Today, opposition parties have resolved to boycott parliament as another way of pressurising government to yield to its demands. Many people in opposition parties who are able to appear in the media support this position. It is however not yet clear whether those who do not appear in the media concur or just opt to save themselves from potential victimisation of speaking the truth to politicians who control political parties.
It is reported that one Hon ‘Makhotso Matšumunyane of the BNP felt duty bound to go to parliament and ask an urgent question for oral response, a question on pertinent issues in the constituency that she is aspiring to represent in parliament. This earned her the wrath of her colleagues and party leadership but certainly favour with the people. Given the position taken by opposition parties ‘Makhotso acted dishonestly to the party but what about to the people she will at one point ask to vote for her? Where is democracy here, in the articulation of the party in terms of party line or in the practical political imperative of an MP who is desperate for delivery and therefore positive appraisal?
If ‘Mamatšumunyane is on the side of democracy, what should the people do if other politicians, be they her leaders or colleagues, use their power to reprimand her for being on the side of democracy, defend democracy or politicians?

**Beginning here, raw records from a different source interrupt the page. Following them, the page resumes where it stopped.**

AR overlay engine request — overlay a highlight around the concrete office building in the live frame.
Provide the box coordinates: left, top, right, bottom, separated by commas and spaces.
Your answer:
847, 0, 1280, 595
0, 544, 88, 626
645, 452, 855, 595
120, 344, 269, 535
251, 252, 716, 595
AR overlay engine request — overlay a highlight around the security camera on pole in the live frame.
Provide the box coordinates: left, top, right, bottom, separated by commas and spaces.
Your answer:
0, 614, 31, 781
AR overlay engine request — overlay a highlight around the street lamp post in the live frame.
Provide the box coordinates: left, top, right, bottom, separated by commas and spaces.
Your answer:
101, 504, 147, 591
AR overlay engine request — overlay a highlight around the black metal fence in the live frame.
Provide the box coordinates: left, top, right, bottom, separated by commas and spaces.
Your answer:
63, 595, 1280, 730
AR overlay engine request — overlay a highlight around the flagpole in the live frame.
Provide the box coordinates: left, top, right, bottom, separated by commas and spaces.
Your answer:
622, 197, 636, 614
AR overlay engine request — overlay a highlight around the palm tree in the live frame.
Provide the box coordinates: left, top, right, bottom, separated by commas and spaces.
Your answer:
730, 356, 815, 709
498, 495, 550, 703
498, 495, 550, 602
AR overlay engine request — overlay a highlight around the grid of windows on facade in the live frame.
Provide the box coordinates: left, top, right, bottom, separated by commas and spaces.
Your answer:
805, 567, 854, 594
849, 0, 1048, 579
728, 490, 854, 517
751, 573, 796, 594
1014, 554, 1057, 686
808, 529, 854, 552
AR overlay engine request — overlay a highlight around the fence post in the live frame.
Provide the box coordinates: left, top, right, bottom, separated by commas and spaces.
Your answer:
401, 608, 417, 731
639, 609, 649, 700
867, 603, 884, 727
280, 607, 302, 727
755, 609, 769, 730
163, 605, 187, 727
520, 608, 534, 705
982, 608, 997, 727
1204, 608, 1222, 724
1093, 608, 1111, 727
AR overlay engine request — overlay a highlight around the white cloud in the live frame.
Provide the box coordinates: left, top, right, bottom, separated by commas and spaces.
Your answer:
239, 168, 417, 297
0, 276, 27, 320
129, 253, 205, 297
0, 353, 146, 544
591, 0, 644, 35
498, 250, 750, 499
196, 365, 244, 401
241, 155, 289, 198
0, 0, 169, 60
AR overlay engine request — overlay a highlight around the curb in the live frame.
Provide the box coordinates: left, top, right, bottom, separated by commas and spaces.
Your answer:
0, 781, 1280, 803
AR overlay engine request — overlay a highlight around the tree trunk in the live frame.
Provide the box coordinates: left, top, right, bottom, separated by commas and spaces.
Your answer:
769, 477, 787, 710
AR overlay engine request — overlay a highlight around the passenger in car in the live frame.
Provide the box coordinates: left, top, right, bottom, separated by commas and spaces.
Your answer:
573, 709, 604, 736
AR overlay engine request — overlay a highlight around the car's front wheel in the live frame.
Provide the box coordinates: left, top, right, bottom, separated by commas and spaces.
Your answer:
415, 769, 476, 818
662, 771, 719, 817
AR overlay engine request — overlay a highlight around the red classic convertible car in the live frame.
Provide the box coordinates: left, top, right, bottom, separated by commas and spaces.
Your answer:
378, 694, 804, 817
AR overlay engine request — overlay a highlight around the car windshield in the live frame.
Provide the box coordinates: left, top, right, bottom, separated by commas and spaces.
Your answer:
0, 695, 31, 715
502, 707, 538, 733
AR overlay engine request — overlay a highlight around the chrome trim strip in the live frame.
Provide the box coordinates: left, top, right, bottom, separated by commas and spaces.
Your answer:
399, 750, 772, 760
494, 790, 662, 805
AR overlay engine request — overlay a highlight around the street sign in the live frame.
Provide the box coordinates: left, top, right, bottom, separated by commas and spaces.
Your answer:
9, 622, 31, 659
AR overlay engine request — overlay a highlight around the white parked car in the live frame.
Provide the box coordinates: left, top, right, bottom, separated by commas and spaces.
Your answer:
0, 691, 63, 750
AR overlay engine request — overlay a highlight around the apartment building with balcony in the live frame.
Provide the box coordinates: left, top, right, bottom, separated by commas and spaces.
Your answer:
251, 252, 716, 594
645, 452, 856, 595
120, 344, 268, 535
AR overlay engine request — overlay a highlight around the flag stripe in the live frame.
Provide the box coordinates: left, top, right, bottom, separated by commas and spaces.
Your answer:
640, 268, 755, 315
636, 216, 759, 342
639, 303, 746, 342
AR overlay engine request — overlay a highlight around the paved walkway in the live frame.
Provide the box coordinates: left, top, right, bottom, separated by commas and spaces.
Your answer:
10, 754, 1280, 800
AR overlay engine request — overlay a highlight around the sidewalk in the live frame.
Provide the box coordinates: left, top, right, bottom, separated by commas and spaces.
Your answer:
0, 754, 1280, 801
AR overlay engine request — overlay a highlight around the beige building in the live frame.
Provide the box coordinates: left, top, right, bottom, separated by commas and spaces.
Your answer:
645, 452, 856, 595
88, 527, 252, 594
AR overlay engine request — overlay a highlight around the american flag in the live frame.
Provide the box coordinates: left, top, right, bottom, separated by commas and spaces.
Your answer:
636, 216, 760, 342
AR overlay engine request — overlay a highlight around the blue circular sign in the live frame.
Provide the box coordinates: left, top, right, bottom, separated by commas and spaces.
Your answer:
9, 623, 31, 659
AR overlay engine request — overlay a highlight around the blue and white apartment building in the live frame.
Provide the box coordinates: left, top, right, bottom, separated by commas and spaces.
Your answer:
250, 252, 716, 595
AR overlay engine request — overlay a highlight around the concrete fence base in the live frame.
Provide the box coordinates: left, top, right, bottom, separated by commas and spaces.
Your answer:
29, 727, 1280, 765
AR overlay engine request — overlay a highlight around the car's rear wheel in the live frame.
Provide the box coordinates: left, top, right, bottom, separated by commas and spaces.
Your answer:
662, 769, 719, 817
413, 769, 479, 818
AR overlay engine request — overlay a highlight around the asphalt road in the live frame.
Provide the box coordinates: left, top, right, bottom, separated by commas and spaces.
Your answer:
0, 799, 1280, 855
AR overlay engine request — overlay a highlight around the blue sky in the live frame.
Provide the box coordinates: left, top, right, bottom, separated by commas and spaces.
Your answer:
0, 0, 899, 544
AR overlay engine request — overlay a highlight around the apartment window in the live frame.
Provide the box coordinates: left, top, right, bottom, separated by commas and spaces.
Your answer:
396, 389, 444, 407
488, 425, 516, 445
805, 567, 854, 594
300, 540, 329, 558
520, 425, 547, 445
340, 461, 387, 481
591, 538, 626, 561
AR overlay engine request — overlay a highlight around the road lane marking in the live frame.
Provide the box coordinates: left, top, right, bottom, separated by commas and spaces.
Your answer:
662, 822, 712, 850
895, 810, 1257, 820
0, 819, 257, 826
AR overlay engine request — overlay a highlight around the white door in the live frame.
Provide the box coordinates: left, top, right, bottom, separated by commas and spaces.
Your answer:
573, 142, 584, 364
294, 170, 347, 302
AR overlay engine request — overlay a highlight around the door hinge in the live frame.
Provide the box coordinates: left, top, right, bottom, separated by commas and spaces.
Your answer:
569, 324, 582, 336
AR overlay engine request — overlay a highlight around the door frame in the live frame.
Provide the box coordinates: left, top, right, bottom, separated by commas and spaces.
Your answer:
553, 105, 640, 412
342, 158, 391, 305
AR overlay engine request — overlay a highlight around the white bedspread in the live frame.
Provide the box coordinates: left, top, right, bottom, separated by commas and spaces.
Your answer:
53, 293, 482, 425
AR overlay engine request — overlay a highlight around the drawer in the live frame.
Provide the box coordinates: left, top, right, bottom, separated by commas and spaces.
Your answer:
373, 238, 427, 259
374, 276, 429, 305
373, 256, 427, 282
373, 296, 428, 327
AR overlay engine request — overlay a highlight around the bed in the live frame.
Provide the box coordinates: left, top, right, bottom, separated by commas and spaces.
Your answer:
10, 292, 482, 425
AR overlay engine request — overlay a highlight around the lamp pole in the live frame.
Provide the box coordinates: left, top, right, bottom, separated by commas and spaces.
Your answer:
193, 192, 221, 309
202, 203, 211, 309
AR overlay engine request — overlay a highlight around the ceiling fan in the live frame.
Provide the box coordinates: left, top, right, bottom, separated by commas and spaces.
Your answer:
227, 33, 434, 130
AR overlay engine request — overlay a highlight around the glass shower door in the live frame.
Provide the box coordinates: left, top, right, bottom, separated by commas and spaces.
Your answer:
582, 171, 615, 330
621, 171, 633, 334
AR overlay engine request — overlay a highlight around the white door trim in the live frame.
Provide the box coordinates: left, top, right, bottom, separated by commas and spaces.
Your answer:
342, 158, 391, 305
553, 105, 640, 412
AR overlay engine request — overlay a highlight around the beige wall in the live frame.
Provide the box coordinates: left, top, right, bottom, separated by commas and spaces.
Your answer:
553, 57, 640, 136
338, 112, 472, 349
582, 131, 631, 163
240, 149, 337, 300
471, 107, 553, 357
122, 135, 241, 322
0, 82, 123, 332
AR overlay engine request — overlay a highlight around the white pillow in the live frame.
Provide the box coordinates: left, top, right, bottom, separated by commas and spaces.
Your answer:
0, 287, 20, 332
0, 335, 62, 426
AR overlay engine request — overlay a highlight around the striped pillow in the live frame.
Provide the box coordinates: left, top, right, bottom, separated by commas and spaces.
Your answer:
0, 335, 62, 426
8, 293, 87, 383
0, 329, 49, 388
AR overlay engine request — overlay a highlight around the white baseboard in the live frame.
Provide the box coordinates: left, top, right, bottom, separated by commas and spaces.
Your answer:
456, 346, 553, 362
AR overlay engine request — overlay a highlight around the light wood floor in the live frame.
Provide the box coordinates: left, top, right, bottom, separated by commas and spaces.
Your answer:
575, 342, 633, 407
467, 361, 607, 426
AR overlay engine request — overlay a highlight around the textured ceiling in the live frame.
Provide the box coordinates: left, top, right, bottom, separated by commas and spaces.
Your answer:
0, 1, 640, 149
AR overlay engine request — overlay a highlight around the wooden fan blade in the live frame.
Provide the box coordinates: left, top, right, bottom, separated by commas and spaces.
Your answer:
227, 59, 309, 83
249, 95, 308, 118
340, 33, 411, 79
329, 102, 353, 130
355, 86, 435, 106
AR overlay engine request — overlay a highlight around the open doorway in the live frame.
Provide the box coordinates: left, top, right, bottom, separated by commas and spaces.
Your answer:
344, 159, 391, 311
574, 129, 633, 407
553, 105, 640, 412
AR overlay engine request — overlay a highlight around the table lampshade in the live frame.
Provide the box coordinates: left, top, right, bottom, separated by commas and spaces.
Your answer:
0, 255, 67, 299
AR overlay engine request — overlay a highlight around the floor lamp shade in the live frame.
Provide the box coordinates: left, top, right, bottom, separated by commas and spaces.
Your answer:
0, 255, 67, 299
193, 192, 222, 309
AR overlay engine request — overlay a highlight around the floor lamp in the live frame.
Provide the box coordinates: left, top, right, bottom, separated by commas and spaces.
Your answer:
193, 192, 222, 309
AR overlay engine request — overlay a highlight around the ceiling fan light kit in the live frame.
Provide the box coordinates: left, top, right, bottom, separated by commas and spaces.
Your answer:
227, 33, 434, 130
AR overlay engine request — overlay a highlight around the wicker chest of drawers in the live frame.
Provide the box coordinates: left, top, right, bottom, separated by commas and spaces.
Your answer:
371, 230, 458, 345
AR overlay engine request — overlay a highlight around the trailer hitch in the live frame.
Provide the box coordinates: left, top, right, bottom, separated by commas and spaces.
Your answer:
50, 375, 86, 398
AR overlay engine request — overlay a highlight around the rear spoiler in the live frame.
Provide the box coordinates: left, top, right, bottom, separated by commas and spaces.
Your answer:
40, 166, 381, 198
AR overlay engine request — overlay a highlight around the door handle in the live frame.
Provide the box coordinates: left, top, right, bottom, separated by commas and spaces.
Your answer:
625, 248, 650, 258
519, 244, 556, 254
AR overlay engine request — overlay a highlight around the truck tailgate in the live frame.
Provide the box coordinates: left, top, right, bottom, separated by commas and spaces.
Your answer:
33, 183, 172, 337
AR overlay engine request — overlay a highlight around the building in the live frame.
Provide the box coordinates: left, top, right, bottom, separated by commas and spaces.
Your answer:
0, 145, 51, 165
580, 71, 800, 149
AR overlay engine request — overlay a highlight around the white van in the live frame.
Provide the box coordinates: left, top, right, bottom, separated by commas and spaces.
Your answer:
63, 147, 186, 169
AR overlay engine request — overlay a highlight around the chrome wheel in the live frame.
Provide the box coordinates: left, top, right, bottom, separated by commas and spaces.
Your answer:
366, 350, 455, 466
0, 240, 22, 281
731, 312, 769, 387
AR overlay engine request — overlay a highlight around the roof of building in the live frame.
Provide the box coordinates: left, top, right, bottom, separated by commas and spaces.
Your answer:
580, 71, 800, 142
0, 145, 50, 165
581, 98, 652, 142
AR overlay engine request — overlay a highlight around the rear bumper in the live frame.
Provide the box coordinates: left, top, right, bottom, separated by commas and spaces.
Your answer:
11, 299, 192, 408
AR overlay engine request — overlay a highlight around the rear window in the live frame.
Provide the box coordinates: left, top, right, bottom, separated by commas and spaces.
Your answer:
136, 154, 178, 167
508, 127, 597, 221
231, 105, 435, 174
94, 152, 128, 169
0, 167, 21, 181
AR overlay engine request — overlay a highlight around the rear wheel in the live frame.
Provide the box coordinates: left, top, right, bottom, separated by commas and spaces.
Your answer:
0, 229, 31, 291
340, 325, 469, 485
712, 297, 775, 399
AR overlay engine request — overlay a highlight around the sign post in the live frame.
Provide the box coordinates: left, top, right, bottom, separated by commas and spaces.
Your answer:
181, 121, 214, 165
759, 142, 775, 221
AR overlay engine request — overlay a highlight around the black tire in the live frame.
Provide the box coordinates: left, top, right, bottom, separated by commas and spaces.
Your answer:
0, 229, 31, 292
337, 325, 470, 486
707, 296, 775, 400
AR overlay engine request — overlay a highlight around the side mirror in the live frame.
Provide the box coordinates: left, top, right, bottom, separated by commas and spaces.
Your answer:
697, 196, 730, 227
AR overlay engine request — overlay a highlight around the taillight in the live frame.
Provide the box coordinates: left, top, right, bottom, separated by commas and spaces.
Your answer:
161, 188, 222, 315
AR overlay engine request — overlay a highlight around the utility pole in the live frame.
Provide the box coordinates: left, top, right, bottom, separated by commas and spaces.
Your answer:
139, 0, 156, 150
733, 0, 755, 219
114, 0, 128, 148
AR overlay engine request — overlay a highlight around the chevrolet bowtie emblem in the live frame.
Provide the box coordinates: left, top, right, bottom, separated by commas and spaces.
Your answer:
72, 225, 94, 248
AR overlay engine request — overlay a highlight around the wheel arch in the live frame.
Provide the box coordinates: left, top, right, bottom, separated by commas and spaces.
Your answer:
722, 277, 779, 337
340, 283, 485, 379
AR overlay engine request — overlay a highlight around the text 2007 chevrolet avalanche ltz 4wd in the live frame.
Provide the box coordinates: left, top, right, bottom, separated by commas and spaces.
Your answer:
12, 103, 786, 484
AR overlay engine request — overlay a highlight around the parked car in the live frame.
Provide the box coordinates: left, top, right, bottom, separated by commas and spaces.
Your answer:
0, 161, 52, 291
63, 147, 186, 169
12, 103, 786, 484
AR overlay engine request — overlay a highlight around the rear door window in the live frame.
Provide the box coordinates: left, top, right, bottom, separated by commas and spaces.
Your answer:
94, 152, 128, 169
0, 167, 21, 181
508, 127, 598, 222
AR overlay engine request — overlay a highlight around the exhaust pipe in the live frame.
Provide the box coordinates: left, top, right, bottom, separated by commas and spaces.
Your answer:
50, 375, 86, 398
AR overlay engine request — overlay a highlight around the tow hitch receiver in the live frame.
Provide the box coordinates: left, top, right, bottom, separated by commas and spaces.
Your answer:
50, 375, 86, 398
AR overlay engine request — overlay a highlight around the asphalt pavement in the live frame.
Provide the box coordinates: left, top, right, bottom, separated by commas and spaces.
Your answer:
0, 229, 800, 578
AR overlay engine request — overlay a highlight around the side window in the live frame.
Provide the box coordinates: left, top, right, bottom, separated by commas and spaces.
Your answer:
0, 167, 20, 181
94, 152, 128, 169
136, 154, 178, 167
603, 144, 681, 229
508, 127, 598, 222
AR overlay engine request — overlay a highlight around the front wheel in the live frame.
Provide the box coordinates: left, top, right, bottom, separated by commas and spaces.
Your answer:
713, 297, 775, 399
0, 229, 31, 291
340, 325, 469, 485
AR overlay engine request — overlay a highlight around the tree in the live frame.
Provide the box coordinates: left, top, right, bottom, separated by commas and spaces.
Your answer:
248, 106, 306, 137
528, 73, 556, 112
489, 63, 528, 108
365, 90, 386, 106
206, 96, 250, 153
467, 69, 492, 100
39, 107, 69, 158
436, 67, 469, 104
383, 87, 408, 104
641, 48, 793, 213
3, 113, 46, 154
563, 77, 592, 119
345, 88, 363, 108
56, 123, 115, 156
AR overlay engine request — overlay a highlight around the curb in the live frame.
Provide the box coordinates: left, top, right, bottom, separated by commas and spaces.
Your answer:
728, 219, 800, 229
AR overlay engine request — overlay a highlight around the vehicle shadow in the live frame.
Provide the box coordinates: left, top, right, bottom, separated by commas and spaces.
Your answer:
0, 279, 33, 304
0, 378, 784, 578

Are all MPS under the tutelage of the ABC convinced that boycotting parliament is the strategy or are they coerced by the party line?
If MPS are given the mandate to represent people in parliament and politicians collectively within political parties decide to boycott parliament but individual MPS feel not comfortable and therefore challenge the stance, will they be on the side of democracy or not? When politicians, either as colleagues or leaders or both want
to reprimand them, what should citizens and perhaps party members do, defend democracy or politicians? Surely politicians capitalise on the weaknesses of others all at the expense of democracy itself and the people.
Recently the LCD announced its desire to launch a political challenge to opposition MPS who boycott parliament. The LCD says it will be doing this to defend the people and protect public funds from being squandered by MPS who do not work. Certainly this is good talk but for this and the sister column in the sister newspaper and perhaps the like-minded, political talk is not an end into itself but the intentions should be questioned.
If the LCD successfully lobbies for a cut of the MPS’ emoluments, that may, at the face of it, appear logical but would that really represent genuine defence for democracy or yet another attempt to exploit misplaced public trust on politicians for the protection of democracy? When gov- ernment decided to pay for loans for people who qualify and indeed are taking other loans, where was this LCD vigilance and the public funds protector role? Perhaps the LCD expects to be supported because its work is supposed to be in defence of democracy.
Recently, the National Assembly passed the National Human Rights Commission Bill hastily where the portfolio committee responsible deliberately and unapologetically denied civil society the right to address it. So if the LCD is so much worried and genuine that citizens are not represented, how has it used its presence in parliament to protect citizens’ right to participation enshrined in Section 20(1) of the Lesotho constitution elaborated in Section 76 of the National Standing Orders? Is the LCD really on the side of democracy here or on self-enhancing campaign for politicians under the guise of democracy? What should citizens then do: defend democracy or politicians?